This past November, we held our endowed lectures, the Challis Lectures. Professor Eric Tchetgen Tchetgen from the University of Pennsylvania was our invited speaker.
Eric Tchetgen Tchetgen is university professor, professor of biostatistics in biostatistics and epidemiology and professor of statistics and data science, at the Wharton School, University of Pennsylvania. Before coming to UPenn, he was professor of biostatistics and epidemiologic methods with joint appointments in the departments of biostatistics and epidemiology at the T.H. Chan School of Public Health (Harvard). He received his BS in electrical engineering from Yale in 1999 and his Ph.D. in biostatistics from Harvard in 2006.
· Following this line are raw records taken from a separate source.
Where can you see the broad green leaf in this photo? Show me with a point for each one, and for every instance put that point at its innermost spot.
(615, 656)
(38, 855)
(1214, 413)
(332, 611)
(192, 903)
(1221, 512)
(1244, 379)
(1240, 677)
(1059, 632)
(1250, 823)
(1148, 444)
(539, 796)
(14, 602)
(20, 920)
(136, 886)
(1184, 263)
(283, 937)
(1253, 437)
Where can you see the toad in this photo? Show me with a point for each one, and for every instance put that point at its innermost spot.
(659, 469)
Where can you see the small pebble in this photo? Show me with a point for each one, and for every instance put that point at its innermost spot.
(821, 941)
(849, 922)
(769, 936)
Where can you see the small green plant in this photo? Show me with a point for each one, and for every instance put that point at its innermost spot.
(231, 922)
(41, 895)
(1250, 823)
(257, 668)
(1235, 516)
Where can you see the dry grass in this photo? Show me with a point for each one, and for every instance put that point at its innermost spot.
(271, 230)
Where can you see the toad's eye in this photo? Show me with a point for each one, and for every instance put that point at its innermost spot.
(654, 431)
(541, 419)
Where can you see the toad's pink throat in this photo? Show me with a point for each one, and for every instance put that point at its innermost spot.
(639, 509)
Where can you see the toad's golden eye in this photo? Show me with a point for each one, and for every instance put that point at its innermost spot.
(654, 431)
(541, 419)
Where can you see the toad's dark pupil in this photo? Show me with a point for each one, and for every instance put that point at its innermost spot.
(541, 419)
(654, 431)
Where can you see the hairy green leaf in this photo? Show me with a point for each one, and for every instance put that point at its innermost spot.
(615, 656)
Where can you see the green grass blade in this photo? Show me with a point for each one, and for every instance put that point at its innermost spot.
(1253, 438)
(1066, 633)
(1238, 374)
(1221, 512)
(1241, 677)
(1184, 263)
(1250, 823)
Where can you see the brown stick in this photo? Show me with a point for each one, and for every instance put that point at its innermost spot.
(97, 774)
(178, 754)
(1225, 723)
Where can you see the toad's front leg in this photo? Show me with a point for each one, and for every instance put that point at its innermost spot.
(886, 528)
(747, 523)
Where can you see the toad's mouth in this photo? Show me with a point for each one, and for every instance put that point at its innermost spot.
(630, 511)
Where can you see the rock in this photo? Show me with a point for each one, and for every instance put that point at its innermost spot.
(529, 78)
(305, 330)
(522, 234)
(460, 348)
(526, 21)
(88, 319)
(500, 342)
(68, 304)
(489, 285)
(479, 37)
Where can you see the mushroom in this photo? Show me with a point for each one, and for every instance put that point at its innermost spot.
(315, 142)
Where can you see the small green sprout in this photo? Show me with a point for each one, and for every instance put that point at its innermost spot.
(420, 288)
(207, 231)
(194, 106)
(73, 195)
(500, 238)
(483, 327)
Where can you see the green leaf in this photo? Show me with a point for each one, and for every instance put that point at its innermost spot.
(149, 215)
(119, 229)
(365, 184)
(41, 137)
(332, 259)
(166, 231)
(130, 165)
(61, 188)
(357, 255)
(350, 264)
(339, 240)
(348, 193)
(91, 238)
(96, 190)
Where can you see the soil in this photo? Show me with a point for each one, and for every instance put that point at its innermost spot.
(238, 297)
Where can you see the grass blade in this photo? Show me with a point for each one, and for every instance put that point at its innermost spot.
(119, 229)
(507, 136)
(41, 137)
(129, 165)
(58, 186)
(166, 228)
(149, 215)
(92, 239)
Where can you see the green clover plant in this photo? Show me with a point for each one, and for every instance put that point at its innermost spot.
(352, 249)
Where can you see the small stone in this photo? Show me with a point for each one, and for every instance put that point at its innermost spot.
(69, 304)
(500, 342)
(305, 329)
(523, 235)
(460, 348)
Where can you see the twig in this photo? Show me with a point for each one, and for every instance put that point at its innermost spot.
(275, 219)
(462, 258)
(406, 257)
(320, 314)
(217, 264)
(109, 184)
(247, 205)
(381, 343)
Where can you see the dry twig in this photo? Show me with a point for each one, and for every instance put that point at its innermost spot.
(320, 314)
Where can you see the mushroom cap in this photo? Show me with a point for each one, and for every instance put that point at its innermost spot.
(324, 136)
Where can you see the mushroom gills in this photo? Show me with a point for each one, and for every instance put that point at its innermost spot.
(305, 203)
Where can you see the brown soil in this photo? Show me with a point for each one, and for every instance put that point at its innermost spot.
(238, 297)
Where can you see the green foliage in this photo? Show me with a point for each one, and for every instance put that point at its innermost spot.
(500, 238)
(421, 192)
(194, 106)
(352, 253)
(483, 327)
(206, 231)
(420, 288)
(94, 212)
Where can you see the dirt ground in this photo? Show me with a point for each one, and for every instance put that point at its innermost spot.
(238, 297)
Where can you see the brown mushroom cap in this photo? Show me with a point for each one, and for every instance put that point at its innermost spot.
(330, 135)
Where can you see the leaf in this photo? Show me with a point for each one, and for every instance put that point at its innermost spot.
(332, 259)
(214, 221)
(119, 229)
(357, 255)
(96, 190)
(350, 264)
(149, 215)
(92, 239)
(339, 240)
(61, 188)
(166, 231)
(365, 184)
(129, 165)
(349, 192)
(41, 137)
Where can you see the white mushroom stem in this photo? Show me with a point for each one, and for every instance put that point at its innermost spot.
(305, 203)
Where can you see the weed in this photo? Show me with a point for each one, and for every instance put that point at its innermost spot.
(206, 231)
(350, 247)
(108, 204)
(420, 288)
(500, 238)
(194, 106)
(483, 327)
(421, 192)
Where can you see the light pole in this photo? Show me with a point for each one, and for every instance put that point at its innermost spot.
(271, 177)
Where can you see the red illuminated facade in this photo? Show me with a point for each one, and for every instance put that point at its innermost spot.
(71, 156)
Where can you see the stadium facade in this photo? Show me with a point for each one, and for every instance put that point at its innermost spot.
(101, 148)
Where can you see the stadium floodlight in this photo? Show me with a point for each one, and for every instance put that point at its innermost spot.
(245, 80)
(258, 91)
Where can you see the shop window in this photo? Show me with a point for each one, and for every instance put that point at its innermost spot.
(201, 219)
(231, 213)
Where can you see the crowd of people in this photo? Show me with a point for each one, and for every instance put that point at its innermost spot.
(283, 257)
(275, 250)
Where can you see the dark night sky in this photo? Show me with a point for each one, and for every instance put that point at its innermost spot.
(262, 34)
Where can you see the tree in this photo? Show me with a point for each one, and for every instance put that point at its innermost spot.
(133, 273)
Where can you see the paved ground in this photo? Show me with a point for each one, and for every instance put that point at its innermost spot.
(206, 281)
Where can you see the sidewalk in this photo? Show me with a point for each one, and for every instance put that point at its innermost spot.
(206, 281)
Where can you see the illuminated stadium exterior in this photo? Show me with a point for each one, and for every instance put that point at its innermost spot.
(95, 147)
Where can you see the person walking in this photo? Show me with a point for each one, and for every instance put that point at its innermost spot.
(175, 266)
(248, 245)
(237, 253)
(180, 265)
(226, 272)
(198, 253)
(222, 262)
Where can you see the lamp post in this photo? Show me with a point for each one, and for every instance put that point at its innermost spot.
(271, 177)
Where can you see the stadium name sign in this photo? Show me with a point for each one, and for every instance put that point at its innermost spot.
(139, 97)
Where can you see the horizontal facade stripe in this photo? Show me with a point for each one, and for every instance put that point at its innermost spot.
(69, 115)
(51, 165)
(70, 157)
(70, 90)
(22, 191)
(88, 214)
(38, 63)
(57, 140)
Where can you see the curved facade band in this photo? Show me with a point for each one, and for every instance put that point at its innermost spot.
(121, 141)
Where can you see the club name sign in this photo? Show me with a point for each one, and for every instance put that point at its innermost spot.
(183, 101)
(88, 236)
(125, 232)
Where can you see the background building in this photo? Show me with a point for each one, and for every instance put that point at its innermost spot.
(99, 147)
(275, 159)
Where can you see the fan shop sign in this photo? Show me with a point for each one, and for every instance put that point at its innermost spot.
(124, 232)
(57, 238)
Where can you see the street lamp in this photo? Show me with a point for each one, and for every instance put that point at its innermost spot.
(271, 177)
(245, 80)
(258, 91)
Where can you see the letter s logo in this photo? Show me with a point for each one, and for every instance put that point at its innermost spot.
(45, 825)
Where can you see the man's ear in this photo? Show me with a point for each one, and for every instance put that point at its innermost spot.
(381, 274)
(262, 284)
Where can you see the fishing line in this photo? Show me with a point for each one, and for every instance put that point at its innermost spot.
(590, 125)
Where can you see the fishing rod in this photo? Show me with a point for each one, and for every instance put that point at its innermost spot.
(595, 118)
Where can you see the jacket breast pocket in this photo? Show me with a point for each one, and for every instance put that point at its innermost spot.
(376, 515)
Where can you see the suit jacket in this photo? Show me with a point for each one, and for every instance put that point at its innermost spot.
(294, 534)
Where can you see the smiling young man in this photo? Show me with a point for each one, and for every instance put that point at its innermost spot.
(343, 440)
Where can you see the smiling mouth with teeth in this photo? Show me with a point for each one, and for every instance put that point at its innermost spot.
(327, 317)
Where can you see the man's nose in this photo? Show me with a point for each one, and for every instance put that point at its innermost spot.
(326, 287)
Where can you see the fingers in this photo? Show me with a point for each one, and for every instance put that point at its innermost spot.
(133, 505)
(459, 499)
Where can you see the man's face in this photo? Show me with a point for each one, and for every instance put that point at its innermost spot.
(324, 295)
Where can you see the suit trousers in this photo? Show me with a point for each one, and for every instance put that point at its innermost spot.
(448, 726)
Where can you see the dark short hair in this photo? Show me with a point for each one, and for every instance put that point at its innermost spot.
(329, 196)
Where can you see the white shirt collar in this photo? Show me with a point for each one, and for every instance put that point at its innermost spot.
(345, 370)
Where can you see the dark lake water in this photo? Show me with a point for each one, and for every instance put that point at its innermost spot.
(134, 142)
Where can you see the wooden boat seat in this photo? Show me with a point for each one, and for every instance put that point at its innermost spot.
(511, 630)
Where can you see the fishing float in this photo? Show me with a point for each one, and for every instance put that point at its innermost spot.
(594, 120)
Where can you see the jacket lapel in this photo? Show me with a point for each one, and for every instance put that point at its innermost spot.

His primary area of interest is in semi-parametric efficiency theory with application to causal inference, missing data problems, statistical genetics, and mixed model theory. He works on the development of statistical and epidemiologic methods that make efficient use of the information in data collected by scientific investigators, while avoiding unnecessary assumptions about the underlying data generating mechanism. He has won many prestigious awards during his career including co-winner of the Rousseeuw Prize for Statistics (2022), the Myrto Lefkopoulou Distinguished Lectureship (2020), and co-winner of the Society of Epidemiologic Research and American Journal of Epidemiology Article of the Year.